The Gateway Pivot Opportunity
With the March 2026 NASA strategy shift de-emphasizing the Gateway station in favor of surface infrastructure, this project is an ideal landing spot for repurposed funding. This grid meets LunaNet specifications and exceeds them by adding power transmission to the relay service. An 800 million USD infrastructure investment targets the 3 billion USD annual cislunar economy projected for 2026.
Updated Executive Roadmap (April 2026 Edition)
Development Phase: 18 months.
Launch Phase: At least 3 missions using a Falcon 9 and Falcon Heavy hybrid to establish the South Pole logistical base.
Connectivity Phase: Activation of L-Starlink orbiters and 5G surface mesh to initiate commercial data sales.
Completion Phase: The Golden Splice ceremony and ring closure for 24/7 power-as-a-service.
Monetization Phase: Media rights and utility fees achieve ROI and make the grid self-funding.

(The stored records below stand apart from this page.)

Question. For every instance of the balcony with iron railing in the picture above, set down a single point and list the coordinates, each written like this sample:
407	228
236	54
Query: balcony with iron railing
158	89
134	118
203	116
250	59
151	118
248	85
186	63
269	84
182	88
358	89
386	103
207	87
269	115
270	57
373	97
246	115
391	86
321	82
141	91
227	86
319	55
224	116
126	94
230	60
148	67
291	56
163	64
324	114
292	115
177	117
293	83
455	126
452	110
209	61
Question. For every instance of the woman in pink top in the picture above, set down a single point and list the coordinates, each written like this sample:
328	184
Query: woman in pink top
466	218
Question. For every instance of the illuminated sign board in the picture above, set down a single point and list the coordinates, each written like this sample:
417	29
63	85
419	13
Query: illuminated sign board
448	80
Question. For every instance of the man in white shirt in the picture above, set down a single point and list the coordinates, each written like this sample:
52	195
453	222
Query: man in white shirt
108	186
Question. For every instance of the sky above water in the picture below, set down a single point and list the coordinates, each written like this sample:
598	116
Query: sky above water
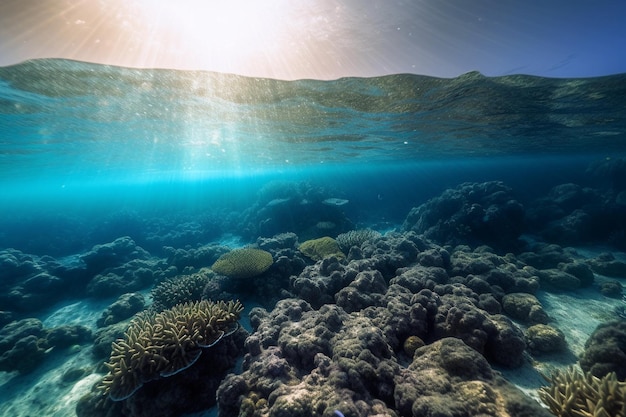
324	39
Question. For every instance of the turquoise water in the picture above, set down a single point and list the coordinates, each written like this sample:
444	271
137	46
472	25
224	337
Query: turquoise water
81	141
114	179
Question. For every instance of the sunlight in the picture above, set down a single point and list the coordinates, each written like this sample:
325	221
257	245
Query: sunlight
225	36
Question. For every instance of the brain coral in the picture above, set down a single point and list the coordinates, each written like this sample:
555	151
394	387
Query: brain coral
318	249
163	344
243	263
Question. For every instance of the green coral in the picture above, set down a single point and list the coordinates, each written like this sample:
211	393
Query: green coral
180	289
356	238
318	249
162	344
243	263
574	394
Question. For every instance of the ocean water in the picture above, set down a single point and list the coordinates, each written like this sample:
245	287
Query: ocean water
81	142
91	153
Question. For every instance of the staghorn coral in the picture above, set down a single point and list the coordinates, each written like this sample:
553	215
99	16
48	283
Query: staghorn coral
318	249
355	238
180	289
574	394
243	263
162	344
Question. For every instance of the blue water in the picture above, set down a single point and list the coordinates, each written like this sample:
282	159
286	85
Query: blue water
81	144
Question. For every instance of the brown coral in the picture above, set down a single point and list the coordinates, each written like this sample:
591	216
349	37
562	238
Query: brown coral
162	344
574	394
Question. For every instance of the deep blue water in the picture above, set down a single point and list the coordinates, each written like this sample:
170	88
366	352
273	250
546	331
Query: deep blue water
89	152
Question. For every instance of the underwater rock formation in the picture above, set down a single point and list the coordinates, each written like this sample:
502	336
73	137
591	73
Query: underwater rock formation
163	344
303	362
605	350
243	263
573	214
25	344
472	214
298	208
320	248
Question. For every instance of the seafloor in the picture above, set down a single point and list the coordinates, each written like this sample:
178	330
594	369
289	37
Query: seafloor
458	311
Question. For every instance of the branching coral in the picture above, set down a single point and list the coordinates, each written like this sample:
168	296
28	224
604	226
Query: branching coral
355	238
243	263
180	289
574	394
162	344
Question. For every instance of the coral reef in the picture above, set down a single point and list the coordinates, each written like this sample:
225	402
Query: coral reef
318	249
304	362
180	289
524	307
165	343
605	350
606	264
189	391
355	238
472	213
573	214
574	394
243	263
295	207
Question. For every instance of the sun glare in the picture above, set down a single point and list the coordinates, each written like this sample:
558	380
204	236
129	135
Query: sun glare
226	35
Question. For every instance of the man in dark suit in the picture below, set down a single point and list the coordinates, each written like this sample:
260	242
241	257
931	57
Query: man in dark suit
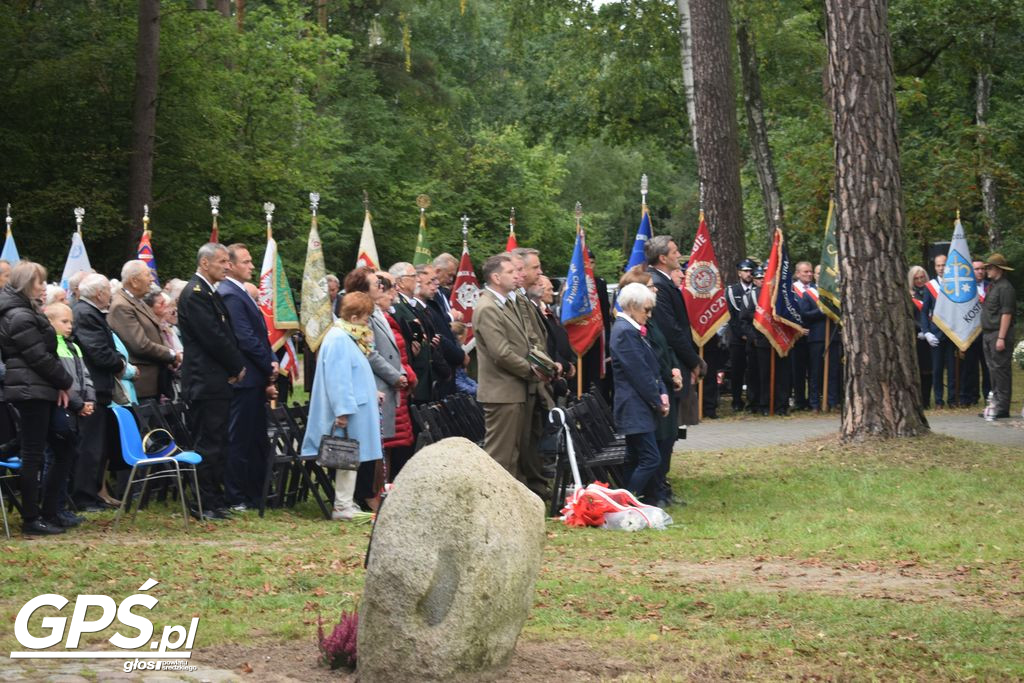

While others sell rides to the Moon, this model sells the electricity and information that makes the ride worth taking. It is the economic operating system of the Moon. This design relies on available technologies and completes deployment within 60 days. Using high-efficiency thermal storage, our rovers survive the lunar night without expensive nuclear sources. It is time to stop spending billions on short-term missions and start building the permanent infrastructure required for continuous 4K surface exploration.